Cancelling the Man Show

Recently, the National Academy of Sciences found that male testosterone levels drop significantly at the onset of fatherhood. I love this study. It's the only thing that validates my affection for Larry Crowne.

Don't be concerned. It's a mild affection, and my brain--unlike my heart--understands that this is a bad movie. It's got Tom Hanks and Julia Roberts playing a laid-off big-box store supervisor and a community-college professor, respectively--indicating that we've landed firmly in a Tolkien-esque version of modern suburbia. The characters are mostly bubbly and good-natured, and their biggest hurdles are giving stirring speeches and leaving cartoon-character spouses. I should hate this movie, but thanks to a scientifically proven softening of my rough-and-tumble instincts, I was able to enjoy the cinematic equivalent of a Saturday trip to Macy's and World Market, with an Olive Garden lunch in between.

After losing his job for not having a degree, Larry Crowne (Hanks) enrolls in his local college. His speech teacher is Mercedes Tainot (Roberts), a frustrated lifer who prays every morning for a low enough head-count to cancel the day's lesson. She sees Larry as just another face in a sea of social misfits with dwindling attention spans. Worse yet, she's married to an Internet-porn-obsessed, jobless blogger (Bryan Cranston) who claims his wife's prudishness is keeping him from being a real man.

I guarantee you can figure out the rest from here. Hanks, who directed the film and co-wrote it with Nia Vardalos, plays everything cute and harmlessly stereotypical. Larry's neighbor is a stingy black man (Cedric the Entertainer) who runs a year-round yard sale; his economics professor is a stern Asian gentleman (George Takei) who thinks he's funnier than he is; and the leader of the school's scooter gang (you read that correctly) is a tough-looking Latin kid (Wilmer Valderrama) who turns out to be a macho sweetie. Given the painfully unfunny ethnic humor in Vardalos' My Big Fat Greek Wedding, it should surprise no one that Larry Crowne plays like a Sesame Street for scared, white suburbanites--showcasing diversity while subtly reinforcing tired cultural memes.
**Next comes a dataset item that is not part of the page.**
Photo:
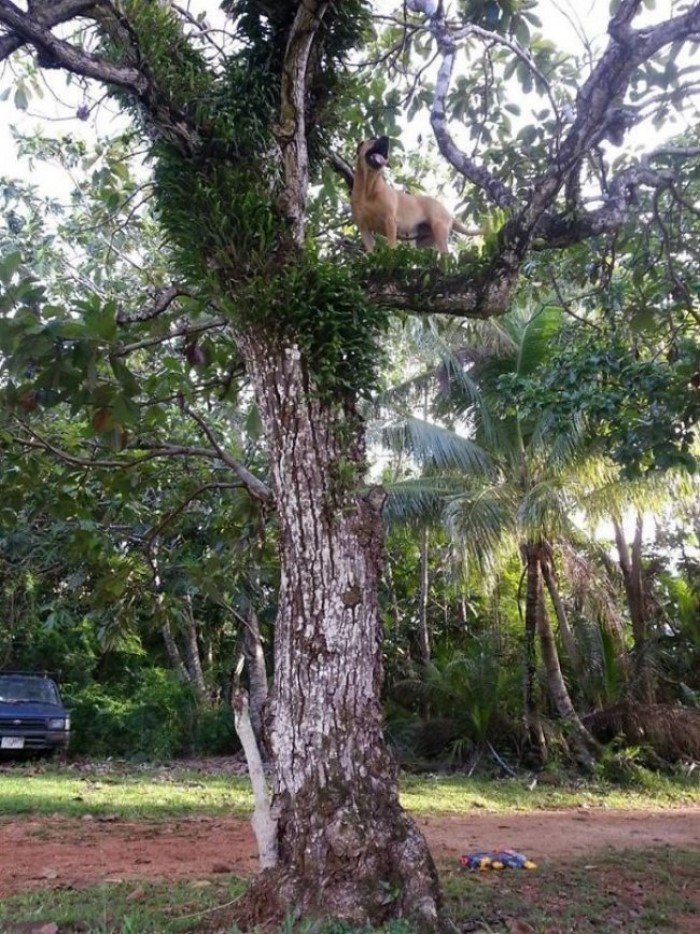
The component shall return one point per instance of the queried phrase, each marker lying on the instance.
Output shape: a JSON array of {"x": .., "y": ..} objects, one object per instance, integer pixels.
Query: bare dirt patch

But it's all so damned cozy! The eighteen-year-old version of myself would have broken the television way before act three. But there's something very real and comforting about steamy bowls of store-brand oatmeal like this that only adults of a certain age and level of experience can appreciate. My brain and stomach wanted to vomit when Larry did the "happy dance" outside of Mercedes' apartment door, following their first kiss (SPOILER!); my heart, though, just said, "Awww." When Larry's scooter-gang friends, prompted by the adorable Talia (Gugu Mbatha-Raw), invaded his home to give the living room a feng shui makeover, I wished I'd had an army of hip, earnest go-getters at my disposal.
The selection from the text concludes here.